重なる笑顔
拓斗が転校してきてからというもの、舞桜の毎日は、それまでの淡い期待とは違う、はっきりとした輝きを帯びるようになった。
隣の席に座る拓斗は、授業中も休み時間も、舞桜の視界の端に常に存在した。
シャーペンを走らせる真剣な横顔、ふとした時に友人と交わす優しい笑顔、そして、たまに目が合って交わされる挨拶。
その一つ一つが、舞桜の心を甘く締め付けた。
舞桜は、彼の笑った顔を見るたびに、あの桜の木の下で出会った男の子の笑顔が、鮮やかに脳裏に蘇った。
本当に彼が、あの時の男の子なのだろうか。
その答えを知りたい気持ちは募るばかりだが、怖くて聞けない。
そんな葛藤が、舞桜の心を支配していた。
舞桜は優等生として、以前と変わらず授業にも真面目に取り組むのだが、拓斗が隣にいると思うと、心臓の音がいつもより大きく聞こえる気がした。

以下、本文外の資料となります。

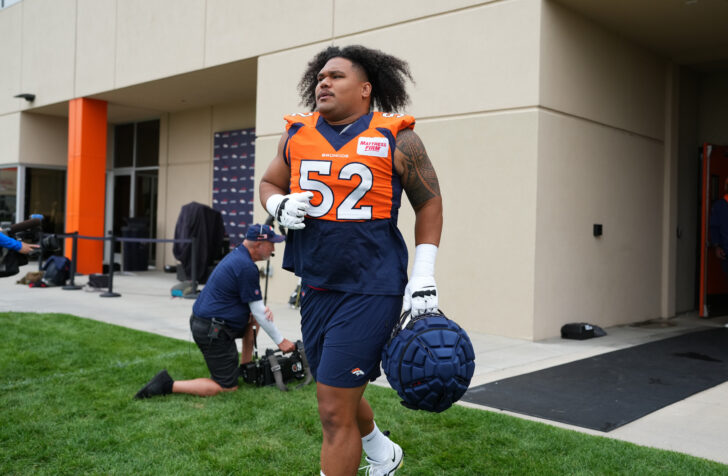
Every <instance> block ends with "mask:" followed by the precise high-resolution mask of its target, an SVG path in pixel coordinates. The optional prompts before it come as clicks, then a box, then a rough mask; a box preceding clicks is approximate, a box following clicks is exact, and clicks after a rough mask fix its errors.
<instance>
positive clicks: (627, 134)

そして、休み時間には、咲希が舞桜の隣にやってきては、拓斗のことについて、あれこれと尋ねてくる。
「ねぇ、舞桜。あの転校生の拓斗くんってさ、本当にあの子に似てるの?」
そんな咲希の問いに、舞桜は頬を赤らめて頷き、
「うん……。特に、笑った顔が、なんだか似てるなって……」と答えた。
「へぇー。舞桜がそこまで言うなんて、相当だね!」
咲希はからかうように笑うが、舞桜の真剣な表情を見て、すぐに真顔に戻った。
咲希は舞桜の初恋をずっと知っているからこそ、彼女の心の揺れ動きを敏感に感じ取っていた。
舞桜が拓斗に惹かれていること、そしてそれが、彼女を縛り付けてきた初恋の記憶と深く結びついていることに、咲希は気づいていたのだ。
舞桜が初恋の呪縛から解放され、心から幸せになってほしいと願う咲希は、この時、ある決意を固めていた。